Kerberoasting is a post-exploitation attack where an attacker extracts service tickets from memory and attempts to crack them offline to retrieve the plaintext password of a service account.

It exploits the way Kerberos handles Service Principal Names (SPNs) and Ticket Granting Service (TGS) tickets.


🛠️ How It Works

  1. Attacker gains access to a domain-joined machine (often as a regular user).
  2. They use tools like Rubeus, Impacket, or Mimikatz to request service tickets for SPNs.
  3. These tickets are encrypted with the NTLM hash of the service account.
  4. The attacker extracts the ticket and cracks it offline using brute-force or dictionary attacks.
  5. Once cracked, they obtain the service account password, which may have elevated privileges.

⚠️ Why It’s Dangerous

  • No need for elevated privileges to start the attack.
  • Offline cracking avoids detection by domain controllers.
  • Service accounts often have weak passwords and high privileges.
  • Can lead to lateral movement and privilege escalation.
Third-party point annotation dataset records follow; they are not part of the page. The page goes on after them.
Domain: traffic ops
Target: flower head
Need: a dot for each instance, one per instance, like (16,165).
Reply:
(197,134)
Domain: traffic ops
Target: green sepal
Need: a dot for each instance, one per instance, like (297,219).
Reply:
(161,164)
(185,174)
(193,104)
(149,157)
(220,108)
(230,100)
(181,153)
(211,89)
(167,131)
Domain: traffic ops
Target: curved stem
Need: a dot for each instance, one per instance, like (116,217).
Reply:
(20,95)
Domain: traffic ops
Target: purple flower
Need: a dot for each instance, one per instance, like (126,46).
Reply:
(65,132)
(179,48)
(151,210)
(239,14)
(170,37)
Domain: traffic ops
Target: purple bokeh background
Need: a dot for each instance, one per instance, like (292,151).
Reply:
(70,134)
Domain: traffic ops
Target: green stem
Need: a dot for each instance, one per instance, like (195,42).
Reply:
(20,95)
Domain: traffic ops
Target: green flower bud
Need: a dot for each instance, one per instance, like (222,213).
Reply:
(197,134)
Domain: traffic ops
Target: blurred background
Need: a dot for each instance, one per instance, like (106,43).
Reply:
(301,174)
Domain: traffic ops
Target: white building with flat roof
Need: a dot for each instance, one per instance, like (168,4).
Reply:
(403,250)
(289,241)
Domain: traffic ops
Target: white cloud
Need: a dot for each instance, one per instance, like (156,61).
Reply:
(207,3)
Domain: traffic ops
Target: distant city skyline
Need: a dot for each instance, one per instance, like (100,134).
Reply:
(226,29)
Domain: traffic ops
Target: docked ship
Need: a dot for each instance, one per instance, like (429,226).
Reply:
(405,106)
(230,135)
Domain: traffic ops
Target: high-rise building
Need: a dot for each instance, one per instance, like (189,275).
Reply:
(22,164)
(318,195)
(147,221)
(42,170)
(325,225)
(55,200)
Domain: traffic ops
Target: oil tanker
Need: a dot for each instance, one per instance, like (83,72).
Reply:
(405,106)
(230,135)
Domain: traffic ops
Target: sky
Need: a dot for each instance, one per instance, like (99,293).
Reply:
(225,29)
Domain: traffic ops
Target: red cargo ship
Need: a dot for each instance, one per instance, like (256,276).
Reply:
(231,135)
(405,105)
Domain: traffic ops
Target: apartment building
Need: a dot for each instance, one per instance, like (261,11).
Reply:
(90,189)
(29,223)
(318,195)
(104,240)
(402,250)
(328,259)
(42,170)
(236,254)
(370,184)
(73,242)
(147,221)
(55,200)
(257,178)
🛡️ How to Defend Against Kerberoasting

Defense Strategy Description
🔐 Use Strong Passwords Ensure service accounts have long, complex passwords.
🧼 Clean Up SPNs Remove unnecessary or unused SPNs to reduce attack surface.
🧾 Monitor TGS Requests Use SIEM tools to detect unusual volume or patterns of TGS requests.
🧍‍♂️ Limit Service Account Privileges Apply least privilege and avoid using domain admin rights.
🔄 Rotate Passwords Regularly Especially for high-value service accounts.
🧰 Use Managed Service Accounts These automatically rotate passwords and reduce exposure.